—¿Está bien si dibujo otra vez nuestra casa? —preguntó Jimena, con una sonrisa que apenas cabía en su cara de ocho años.
Valeria apenas tuvo tiempo de responder. Jimena ya estaba con las crayolas, el bloc de hojas, y su plan de arquitectura familiar extendido sobre la mesa del café. Una casa. Un perro. Una niña. Una mamá. Dos papás. Y un sol con pestañas.
La vida, en crayón, parecía tan sencilla.
Pero no lo era.
Andrés había venido por tercera vez esa semana. Siempre con algo hecho a mano. Pan casero (esta vez, sin quemar), un dibujo que él y Jimena colorearon juntos, y una libreta donde empezaba a escribir ideas para pasar más tiempo con su hija. Incluso había preguntado si podía llevarla al parque un sábado.
—Me la quiero ganar, día a día —le dijo a Valeria la tarde anterior—. No con regalos ni discursos. Con presencia. Con rutina.
Y Mateo, como siempre, estaba. No intentaba competir. Solo hacía espacio.
Aquella noche, mientras fregaban las tazas del cierre, Valeria y Mateo compartieron el silencio más cargado de significado de los últimos tiempos.
—¿Estás bien con todo esto? —preguntó ella, sin mirarlo directamente.
Mateo terminó de enjuagar una taza, la secó y se apoyó en la mesada.
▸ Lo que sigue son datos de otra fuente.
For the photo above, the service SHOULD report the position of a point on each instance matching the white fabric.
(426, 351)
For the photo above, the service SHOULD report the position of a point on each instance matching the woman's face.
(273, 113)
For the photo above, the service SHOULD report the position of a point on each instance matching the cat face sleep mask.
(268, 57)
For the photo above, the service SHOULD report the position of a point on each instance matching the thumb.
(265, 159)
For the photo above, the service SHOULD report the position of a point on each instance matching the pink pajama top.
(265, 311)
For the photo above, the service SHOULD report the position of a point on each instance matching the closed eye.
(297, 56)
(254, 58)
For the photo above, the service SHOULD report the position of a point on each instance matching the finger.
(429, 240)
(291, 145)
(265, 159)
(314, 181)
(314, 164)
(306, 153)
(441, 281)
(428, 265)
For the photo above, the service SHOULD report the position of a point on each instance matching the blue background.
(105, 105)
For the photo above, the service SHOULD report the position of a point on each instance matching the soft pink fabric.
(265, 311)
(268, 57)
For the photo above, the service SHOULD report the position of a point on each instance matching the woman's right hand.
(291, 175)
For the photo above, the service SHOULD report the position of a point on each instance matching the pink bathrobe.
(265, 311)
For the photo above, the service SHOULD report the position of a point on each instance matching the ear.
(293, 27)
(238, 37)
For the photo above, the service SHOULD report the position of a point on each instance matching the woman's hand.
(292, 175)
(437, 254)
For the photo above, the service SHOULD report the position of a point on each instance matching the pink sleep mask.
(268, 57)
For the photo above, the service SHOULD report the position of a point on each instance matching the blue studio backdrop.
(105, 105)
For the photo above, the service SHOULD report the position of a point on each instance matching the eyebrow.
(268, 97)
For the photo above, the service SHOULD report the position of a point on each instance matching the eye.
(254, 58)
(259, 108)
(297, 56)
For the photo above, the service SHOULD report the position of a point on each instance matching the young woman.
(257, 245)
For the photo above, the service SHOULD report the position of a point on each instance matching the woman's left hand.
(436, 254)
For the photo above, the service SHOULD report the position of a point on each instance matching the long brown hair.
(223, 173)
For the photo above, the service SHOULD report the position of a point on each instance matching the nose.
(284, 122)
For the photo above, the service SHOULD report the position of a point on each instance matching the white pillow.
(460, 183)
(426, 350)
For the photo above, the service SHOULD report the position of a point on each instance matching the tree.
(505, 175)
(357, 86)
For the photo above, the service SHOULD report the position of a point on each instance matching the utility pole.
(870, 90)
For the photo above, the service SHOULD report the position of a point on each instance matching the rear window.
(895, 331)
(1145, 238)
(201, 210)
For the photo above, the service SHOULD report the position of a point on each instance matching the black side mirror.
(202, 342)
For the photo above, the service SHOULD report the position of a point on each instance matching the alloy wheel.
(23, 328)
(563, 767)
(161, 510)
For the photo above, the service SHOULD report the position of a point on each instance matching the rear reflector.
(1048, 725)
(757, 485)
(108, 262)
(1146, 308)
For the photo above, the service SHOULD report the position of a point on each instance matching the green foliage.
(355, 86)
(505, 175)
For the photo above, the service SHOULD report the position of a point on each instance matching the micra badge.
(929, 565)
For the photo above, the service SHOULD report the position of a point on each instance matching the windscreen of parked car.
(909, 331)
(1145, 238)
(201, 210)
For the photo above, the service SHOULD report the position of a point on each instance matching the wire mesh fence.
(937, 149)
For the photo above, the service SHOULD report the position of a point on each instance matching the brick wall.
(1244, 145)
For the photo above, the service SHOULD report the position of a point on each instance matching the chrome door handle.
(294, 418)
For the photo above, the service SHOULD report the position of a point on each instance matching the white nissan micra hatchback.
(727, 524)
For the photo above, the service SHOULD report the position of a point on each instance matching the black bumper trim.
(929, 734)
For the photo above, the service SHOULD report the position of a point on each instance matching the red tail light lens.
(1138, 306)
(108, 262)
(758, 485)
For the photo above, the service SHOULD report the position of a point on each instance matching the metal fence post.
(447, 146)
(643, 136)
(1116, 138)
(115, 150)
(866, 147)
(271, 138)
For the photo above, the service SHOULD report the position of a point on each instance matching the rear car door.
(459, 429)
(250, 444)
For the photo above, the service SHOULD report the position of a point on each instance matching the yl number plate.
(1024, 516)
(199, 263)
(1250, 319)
—No estoy compitiendo, Valeria. Solo estoy... en lo que me sale natural. Estar.
Silencio.
—Te juro que si alguna vez pensás que me estoy colando donde no debo, decímelo. Me voy sin rencor.
—No quiero que te vayas —dijo ella, por fin, mirándolo—. Solo tengo miedo. De todo. De que Jimena se confunda. De elegir mal. De herir a quien no lo merece.
—Entonces no elijas todavía —dijo Mateo, con la voz más suave del universo—. No hace falta. Solo seguí siendo vos. Lo demás se acomoda.
Esa semana, en la Casa de la Tribu, Jimena le preguntó a Ángela:
—¿Se puede tener dos papás y ninguno se pone celoso?
Ángela, que estaba preparando galletas simbólicas con cuatro niñas sentadas a su alrededor, se quedó pensando.
—Sí. Si entienden que no son rivales. Que vos no sos un trofeo, sino una niña que necesita amor desde distintos ángulos.
Jimena asintió con seriedad.
—Yo no soy trofeo. Soy tribu.
Y todas aplaudieron. Sin saber bien por qué. Solo porque sonaba justo.
Esa tarde, Valeria escribió en su libro rojo:
Lección 34: El amor no es una silla. No hay que sacar una para que otro se siente.
Estamos acostumbradas a pensar que solo hay espacio para una forma de afecto, un solo tipo de familia, un solo amor verdadero. Pero no. El corazón se expande si no lo encogés por miedo.
Mi hija me enseña a diario que el amor se mide en permanencia, no en exclusividad. Y yo aprendo, con cada taza que lavo, con cada pan que sale mal o bien, que todo lo que se cuida con constancia florece.
No estoy lista para elegir. Pero sí para seguir caminando. Con los que se queden, sin pedirme que sea otra cosa que yo misma.
Esa noche, alguien del grupo de WhatsApp de madres propuso una cena en la Casa de la Tribu. Una idea espontánea, sin fines de lucro, sin agendas ocultas. Solo compartir. Llevar algo. Cantar. Reír.
Valeria lo leyó mientras se preparaba para dormir. Se quedó mirando la pantalla, con los dedos sobre el teclado, sin escribir.
—¿Qué harías vos, Teresa? —murmuró.
La foto enmarcada de la antigua dueña del café parecía sonreírle con esa complicidad de quienes entienden el corazón de los demás.
Finalmente escribió:
“Llevo pan. Casero. Pero esta vez, lo hice con ayuda.”
Y Andrés y Mateo leyeron ese mensaje.
Y ambos sonrieron.
Porque sabían lo que significaba:
No ganar. No perder. Solo compartir.